OP here (happy to see this on HN!) - if you're interested in our work in this area, I hosted a webinar earlier this week where we walked through a new constraint programming based system (utilizing CP-SAT) for Postgres index selection that we're starting to roll out in pganalyze:
Compared to the initial version, this updated version is both more configurable, as well as has better handling of competing objectives in index selection (write overhead vs query performance).
If you want to give this a try, and have pganalyze set up / want to try it out, feel free to send me a message (email in profile).
Ok, from battle trenches: even if there is a perfect index for your query, the slower plan might still win and there is little you can do about it. So, often you rewrite query or even restructure tables to archive performance.
If rewriting query and remodelling data are out of question, the options are much more limited.
Second, not only queries have rps, they have hourly, weekly and seasonal distributions. They evolve, become deprecated, and have different SLAs, tables have different write to read ratios. There was an instance recently when I slowed down a query, quite intentionally by deleting a very good index for the query and substituted it with worse, but smaller BRIN index.
The thing is, this particular query did not matter as much and SLA permitted slowdown, write path was far more important.
What I would like, and I assume GP as well, is the ability to write the low-level querying, as in bypass SQL and the planner, and give postgres the post-planner bytecode itself.
Exactly. I use hints as well, but in the end, you wonder, why waste your time trying to get the optimizer to do what you want, when you could bypass it entirely?
If your query doesn't know its own cardinality and can't scan do you just know you're always going to return one row? I ask because otherwise in my mind disabling statistics is usually a Bad Plan.
I’ve often wondered why we don’t put a thin tiny proxy in front of psql (or augment pgbouncer, other proxies) to collect telemetry on all real world queries against the db. Being a middle man there would give you lots of visibility into every single query being made as well as how long it takes. I guess the modern integrated stats tools help.
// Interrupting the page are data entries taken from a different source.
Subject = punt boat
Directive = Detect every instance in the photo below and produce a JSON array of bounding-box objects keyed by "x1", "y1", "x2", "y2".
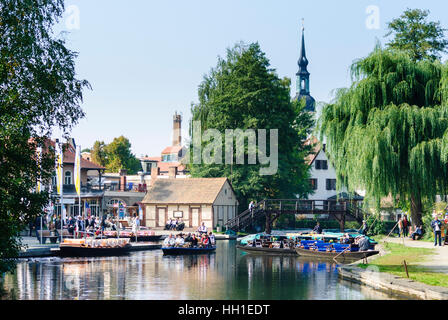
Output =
[{"x1": 59, "y1": 238, "x2": 131, "y2": 257}]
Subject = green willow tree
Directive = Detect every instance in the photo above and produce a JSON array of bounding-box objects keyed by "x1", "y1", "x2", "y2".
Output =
[
  {"x1": 0, "y1": 0, "x2": 89, "y2": 275},
  {"x1": 319, "y1": 47, "x2": 448, "y2": 228},
  {"x1": 188, "y1": 42, "x2": 314, "y2": 218},
  {"x1": 385, "y1": 8, "x2": 448, "y2": 61},
  {"x1": 91, "y1": 136, "x2": 141, "y2": 174}
]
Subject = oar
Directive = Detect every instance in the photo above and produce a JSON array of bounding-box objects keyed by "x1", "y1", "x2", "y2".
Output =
[{"x1": 332, "y1": 246, "x2": 351, "y2": 263}]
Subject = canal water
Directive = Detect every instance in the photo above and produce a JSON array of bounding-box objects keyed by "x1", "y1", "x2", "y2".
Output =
[{"x1": 1, "y1": 240, "x2": 397, "y2": 300}]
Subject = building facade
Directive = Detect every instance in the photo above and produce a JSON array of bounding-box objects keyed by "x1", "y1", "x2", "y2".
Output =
[{"x1": 142, "y1": 177, "x2": 238, "y2": 230}]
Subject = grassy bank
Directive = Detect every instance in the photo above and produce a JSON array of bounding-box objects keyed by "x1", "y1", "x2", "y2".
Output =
[{"x1": 358, "y1": 241, "x2": 448, "y2": 287}]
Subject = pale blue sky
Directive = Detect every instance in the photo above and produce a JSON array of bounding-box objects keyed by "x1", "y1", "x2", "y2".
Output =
[{"x1": 56, "y1": 0, "x2": 448, "y2": 157}]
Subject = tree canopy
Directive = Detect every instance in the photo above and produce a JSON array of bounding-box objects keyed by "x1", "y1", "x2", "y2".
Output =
[
  {"x1": 188, "y1": 42, "x2": 314, "y2": 212},
  {"x1": 0, "y1": 0, "x2": 89, "y2": 274},
  {"x1": 90, "y1": 136, "x2": 142, "y2": 174},
  {"x1": 319, "y1": 46, "x2": 448, "y2": 227},
  {"x1": 385, "y1": 8, "x2": 448, "y2": 61}
]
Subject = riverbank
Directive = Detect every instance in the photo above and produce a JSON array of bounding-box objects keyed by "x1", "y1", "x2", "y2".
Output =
[{"x1": 338, "y1": 236, "x2": 448, "y2": 299}]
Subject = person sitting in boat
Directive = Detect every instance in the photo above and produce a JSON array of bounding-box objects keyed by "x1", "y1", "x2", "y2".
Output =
[
  {"x1": 197, "y1": 222, "x2": 207, "y2": 235},
  {"x1": 191, "y1": 234, "x2": 199, "y2": 247},
  {"x1": 313, "y1": 222, "x2": 322, "y2": 234},
  {"x1": 184, "y1": 232, "x2": 192, "y2": 243},
  {"x1": 201, "y1": 234, "x2": 210, "y2": 248},
  {"x1": 175, "y1": 234, "x2": 185, "y2": 247},
  {"x1": 164, "y1": 234, "x2": 175, "y2": 247},
  {"x1": 340, "y1": 233, "x2": 351, "y2": 244},
  {"x1": 208, "y1": 232, "x2": 216, "y2": 246}
]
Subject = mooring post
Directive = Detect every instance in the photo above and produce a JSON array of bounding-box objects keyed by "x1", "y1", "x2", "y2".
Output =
[{"x1": 403, "y1": 260, "x2": 409, "y2": 278}]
I think the real problem is not indexing correctly but rather modeling your problem correctly. You can throw indexes at the problem but that is sometimes just a bandaid to a more integral issue which would be inventing a new schema, new access patterns etc.
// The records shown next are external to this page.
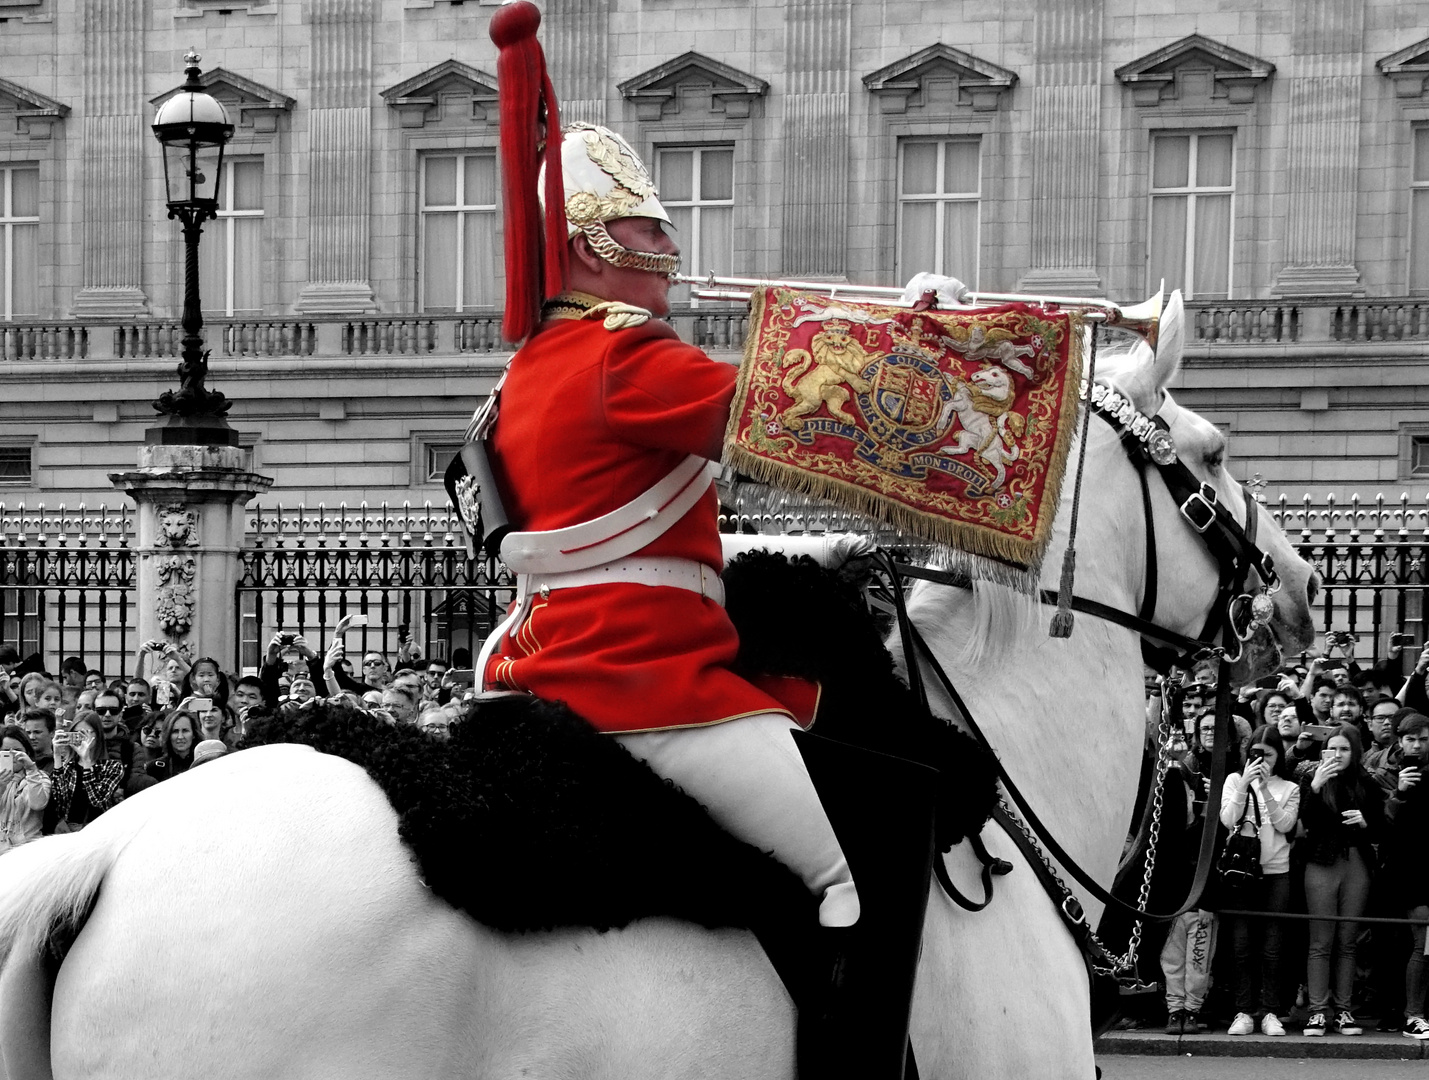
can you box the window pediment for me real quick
[618,52,768,121]
[862,44,1016,114]
[1379,39,1429,100]
[150,69,294,134]
[0,76,68,140]
[1115,35,1274,108]
[381,60,500,128]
A relational database really shines when you have all sorts of queries on tables, so it’s hard to optimize your model for every potentially future desired query. Precalculating these, caching the results in separate tables is not very efficient, and requires you to predetermine every query you want to answer.
Indexing in this situation is often the better alternative.
Ideally yes, but sometimes your tables get so monstrously large that the auto-analyze is sampling thousandths of a percent of rows, and fiddling with sampling targets can throw off seemingly unconnected queries.
Planners are mysterious black boxes, which we can at best influence.
Have a look at the Postgres filter for the Envoy proxy: [1] (blog announcement post).
While it's not capturing as of today query performance, it collects notable telemetry for Postgres in exactly the way you mention: just because the traffic flows through it, making it a way to collect data "for free" and definitely without taking any resources from the upstream database.
It can also offload SSL from Postgres. The filter could be extended for other use cases.
Disclaimer: my company developed this plugin for Envoy with the help of Envoy's awesome community.
We have this with APM monitoring, where every SQL query in the application becomes a span in a trace. It is very useful. We can quickly see the specific parameters that make an otherwise fast query slow.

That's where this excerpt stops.